BrainVoyager QX 2.0 - Episode 3: Support Vector Machines
In this episode we continue the overview of the available multi-voxel pattern analysis (MVPA) tools in BrainVoyager QX 2.0 focusing on support vector machine (SVM) classifiers. SVMs have become the method of choice to solve difficult classification problems in a wide range of application domains. What makes these classifiers so popular? Their “fame” mainly rests on two key properties: 1) SVMs find solutions of classification problems that have “generalization in mind”, and 2) they are able to find non-linear solutions efficiently (using the “kernel trick”).
The first property leads to good generalization performance even in case of high-dimensional data and a small set of training patterns. This is very relevant for fMRI applications since we typically have many features (voxels), but only a relatively small set of trials per class. While this SVM property lets us face the “curse of dimensionality” (see last blog entry) reducing the risk of over-fitting the training data, it is still important to reduce the number of voxels as much as possible. In machine learning, this feature reduction step is referred to as feature selection. In this blog entry, the number of voxels will be reduced with the help of appropriate regions-of-interest (ROIs).
The second property is important to solve difficult problems, which are not linearly separable. A binary (i.e. two-class) classification problem is called linearly separable, if a “hyper-plane” can be positioned in such a way, that all exemplars of one class fall on one side and all exemplars of the other class fall on the other side. In case of two feature dimensions (e.g. two voxels), the “hyper-plane” corresponds simply to a line, in case of three features, the hyper-plane corresponds to an actual 2D plane. The term “linear” means that the separating entity is “straight”, i.e. it may not be curved. In difficult classification problems, optimal solutions may only be found if curved (non-linear) separation entities are allowed. In SVMs non-linear solutions can be efficiently found by using the “kernel trick”: The data is mapped into a high-dimensional space in which the problem becomes linearly separable. The “trick” is that this is only “virtually” done by calculating kernel functions. For problems with high-dimensional feature vectors and a relatively small number of training patterns, non-linear kernels are usually not required. This is important for fMRI applications, because only linear classifiers allow to interpret the obtained weight values (one per feature) in a meaningful way for visualization and feature selection (see below).
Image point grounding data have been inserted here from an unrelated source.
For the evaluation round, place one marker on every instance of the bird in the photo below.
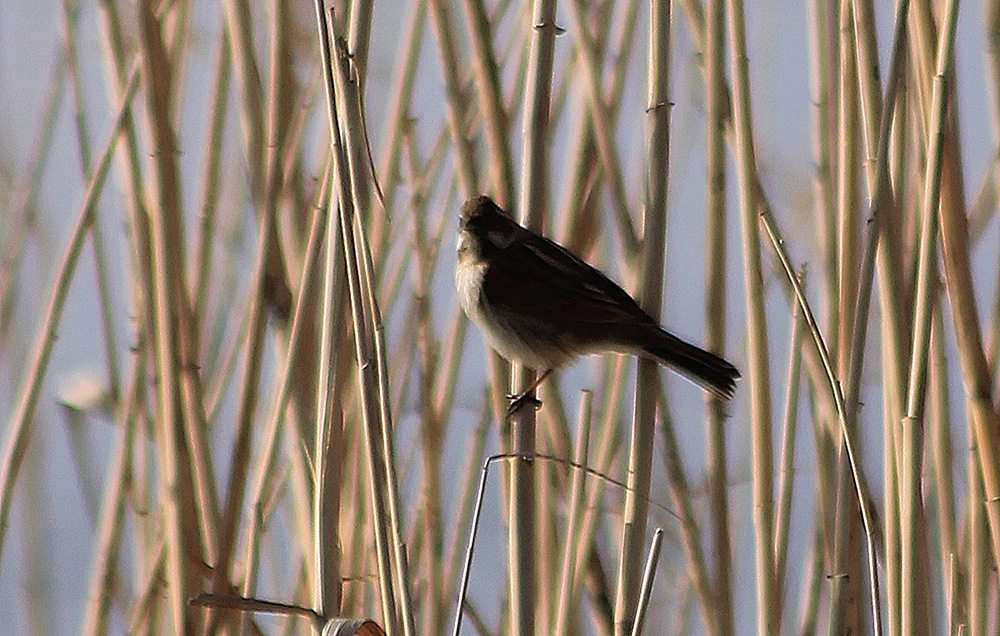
(541, 305)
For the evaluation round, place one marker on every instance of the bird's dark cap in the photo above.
(479, 206)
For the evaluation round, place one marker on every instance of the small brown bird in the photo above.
(542, 306)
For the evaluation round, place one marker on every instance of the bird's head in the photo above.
(484, 228)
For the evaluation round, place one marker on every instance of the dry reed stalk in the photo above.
(715, 313)
(758, 362)
(569, 567)
(28, 397)
(650, 296)
(705, 591)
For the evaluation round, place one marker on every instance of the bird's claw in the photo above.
(519, 401)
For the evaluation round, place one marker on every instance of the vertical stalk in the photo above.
(650, 298)
(757, 354)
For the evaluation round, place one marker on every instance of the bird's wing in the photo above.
(536, 277)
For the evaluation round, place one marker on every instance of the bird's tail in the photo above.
(704, 368)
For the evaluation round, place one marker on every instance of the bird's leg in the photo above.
(525, 396)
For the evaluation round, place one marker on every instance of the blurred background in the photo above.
(242, 94)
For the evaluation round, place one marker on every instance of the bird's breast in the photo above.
(469, 273)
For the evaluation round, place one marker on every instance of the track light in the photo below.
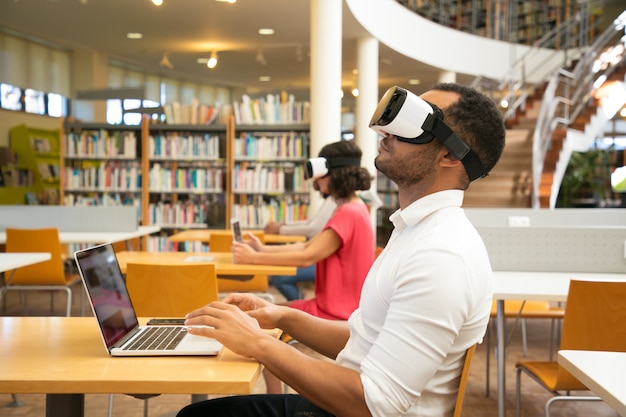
(212, 62)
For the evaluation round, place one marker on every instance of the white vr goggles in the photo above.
(413, 120)
(319, 167)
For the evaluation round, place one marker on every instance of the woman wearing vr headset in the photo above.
(425, 301)
(343, 251)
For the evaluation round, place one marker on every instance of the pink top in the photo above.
(339, 278)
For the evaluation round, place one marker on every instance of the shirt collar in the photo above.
(423, 207)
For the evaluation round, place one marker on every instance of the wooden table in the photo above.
(65, 358)
(98, 237)
(527, 285)
(204, 235)
(224, 265)
(602, 372)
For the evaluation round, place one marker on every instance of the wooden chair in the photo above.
(49, 275)
(221, 241)
(521, 310)
(595, 319)
(170, 290)
(469, 354)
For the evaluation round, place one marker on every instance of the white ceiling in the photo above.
(190, 29)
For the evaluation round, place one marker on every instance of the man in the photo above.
(425, 300)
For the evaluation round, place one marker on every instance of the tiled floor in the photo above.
(476, 403)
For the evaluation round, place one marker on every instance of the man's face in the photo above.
(407, 163)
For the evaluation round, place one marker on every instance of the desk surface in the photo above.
(98, 237)
(57, 355)
(602, 372)
(204, 235)
(9, 261)
(545, 286)
(223, 262)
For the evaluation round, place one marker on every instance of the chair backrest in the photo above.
(37, 240)
(171, 290)
(221, 241)
(595, 319)
(469, 354)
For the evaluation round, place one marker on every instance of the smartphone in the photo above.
(236, 228)
(166, 322)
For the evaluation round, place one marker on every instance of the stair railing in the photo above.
(569, 91)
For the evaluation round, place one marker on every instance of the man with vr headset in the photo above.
(425, 300)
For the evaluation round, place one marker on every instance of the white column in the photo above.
(366, 138)
(326, 38)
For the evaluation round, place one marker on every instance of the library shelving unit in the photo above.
(186, 179)
(34, 177)
(101, 165)
(267, 181)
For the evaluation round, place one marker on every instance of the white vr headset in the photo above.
(319, 167)
(413, 120)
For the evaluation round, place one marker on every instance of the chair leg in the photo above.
(110, 410)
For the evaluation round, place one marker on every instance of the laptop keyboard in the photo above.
(158, 338)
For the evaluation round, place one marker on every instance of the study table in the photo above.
(64, 357)
(602, 372)
(204, 235)
(531, 285)
(224, 266)
(98, 237)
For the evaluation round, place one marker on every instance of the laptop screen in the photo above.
(107, 290)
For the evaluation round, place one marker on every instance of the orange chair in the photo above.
(49, 275)
(595, 319)
(221, 241)
(522, 310)
(170, 290)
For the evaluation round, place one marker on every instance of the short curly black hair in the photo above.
(346, 180)
(475, 118)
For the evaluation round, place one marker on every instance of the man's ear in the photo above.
(448, 160)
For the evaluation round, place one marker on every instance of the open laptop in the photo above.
(111, 304)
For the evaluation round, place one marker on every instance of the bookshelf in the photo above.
(31, 173)
(101, 165)
(267, 181)
(186, 178)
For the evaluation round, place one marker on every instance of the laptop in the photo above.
(119, 326)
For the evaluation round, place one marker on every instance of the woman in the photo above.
(343, 251)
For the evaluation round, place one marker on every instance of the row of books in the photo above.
(105, 177)
(101, 144)
(192, 179)
(271, 110)
(263, 178)
(254, 216)
(196, 114)
(184, 146)
(161, 244)
(179, 214)
(103, 199)
(272, 145)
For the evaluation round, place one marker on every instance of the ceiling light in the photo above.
(165, 61)
(212, 62)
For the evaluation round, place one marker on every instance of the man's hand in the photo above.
(229, 325)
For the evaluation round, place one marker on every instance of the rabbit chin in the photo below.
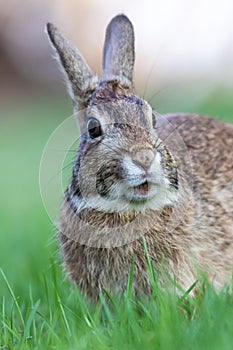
(123, 199)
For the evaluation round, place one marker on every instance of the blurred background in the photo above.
(184, 62)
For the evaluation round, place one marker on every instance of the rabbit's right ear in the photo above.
(118, 55)
(81, 81)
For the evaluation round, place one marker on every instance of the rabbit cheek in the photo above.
(106, 178)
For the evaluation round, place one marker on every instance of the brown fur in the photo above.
(191, 236)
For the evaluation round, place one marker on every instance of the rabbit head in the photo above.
(121, 164)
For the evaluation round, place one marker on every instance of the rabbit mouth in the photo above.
(143, 189)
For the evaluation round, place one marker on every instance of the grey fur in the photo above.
(118, 54)
(188, 223)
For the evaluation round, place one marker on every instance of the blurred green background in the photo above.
(33, 104)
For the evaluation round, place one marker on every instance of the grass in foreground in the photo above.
(60, 318)
(38, 309)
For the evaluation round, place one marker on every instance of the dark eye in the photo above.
(94, 128)
(153, 120)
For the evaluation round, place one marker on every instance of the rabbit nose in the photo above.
(144, 158)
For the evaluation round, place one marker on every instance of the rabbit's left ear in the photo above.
(118, 55)
(81, 81)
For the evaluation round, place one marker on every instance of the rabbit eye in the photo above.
(153, 120)
(94, 128)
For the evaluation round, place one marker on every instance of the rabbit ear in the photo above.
(118, 55)
(81, 81)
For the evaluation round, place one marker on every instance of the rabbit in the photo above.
(143, 185)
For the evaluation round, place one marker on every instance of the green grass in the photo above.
(39, 309)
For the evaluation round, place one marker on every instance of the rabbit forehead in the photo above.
(120, 107)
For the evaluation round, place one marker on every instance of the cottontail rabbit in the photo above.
(140, 178)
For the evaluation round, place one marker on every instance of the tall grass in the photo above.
(39, 309)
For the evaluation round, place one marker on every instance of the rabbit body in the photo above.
(167, 179)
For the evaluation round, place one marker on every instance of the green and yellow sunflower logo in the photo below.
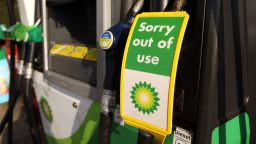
(144, 97)
(47, 112)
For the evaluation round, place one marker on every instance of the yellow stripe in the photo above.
(79, 52)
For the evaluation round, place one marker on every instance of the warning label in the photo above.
(182, 136)
(79, 52)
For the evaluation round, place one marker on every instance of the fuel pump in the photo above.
(25, 35)
(113, 41)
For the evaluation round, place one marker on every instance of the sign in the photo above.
(182, 136)
(149, 70)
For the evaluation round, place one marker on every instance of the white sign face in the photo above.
(149, 70)
(147, 97)
(182, 136)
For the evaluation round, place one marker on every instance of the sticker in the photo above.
(47, 112)
(182, 136)
(149, 70)
(144, 97)
(106, 40)
(78, 52)
(117, 118)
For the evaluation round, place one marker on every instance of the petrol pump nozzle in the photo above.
(178, 5)
(113, 41)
In this blog entry we will focus on linear SVMs (SVMS with non-linear kernels will be described in BrainVoyager’s User’s Guide).
Large-Margin Separation - The Hard Margin CaseTo understand why SVMs lead to good generalization performance, let’s consider a simple example consisting of 6 patterns with only two features, allowing to visualize the patterns in 2D space. In the figure above, each point represents one training pattern. The x component of a point corresponds to its value on feature 1 and the y component corresponds to its value on feature 2. In the context of fMRI data, the 6 points would correspond to 6 trial responses with estimated activity (see last blog entry) in two voxels. The red points belong to class 1 and the green points belong to class 2. In the fMRI context, the red points correspond to patterns evoked by trials from a different condition (“red condition”) than the green points (“green condition”). In machine learning terminology, the assignment to a class is referred to as a “labeling”. For binary classification problems, the labels are typically “+1” for the “positive” class (e.g. red points) and “-1” for the “negative” class (e.g. green points). BrainVoyager stores the feature values and their labels in a new “MVP” (multi-voxel patterns) file format. The “example1.mvp” data file producing the figure above contains the following lines:
+1 0.7 1.0
+1 0.1 0.7
+1 0.3 1.4
-1 0.9 0.3
-1 0.6 0.1
-1 1.0 -0.2
Following the specification of the number of exemplars (patterns) and the number of features (voxels), each line in the file contains one pattern together with the corresponding class label, which appears in the first column. This format is the same also for real data, but the number of features (voxels) will be usually much higher (see below).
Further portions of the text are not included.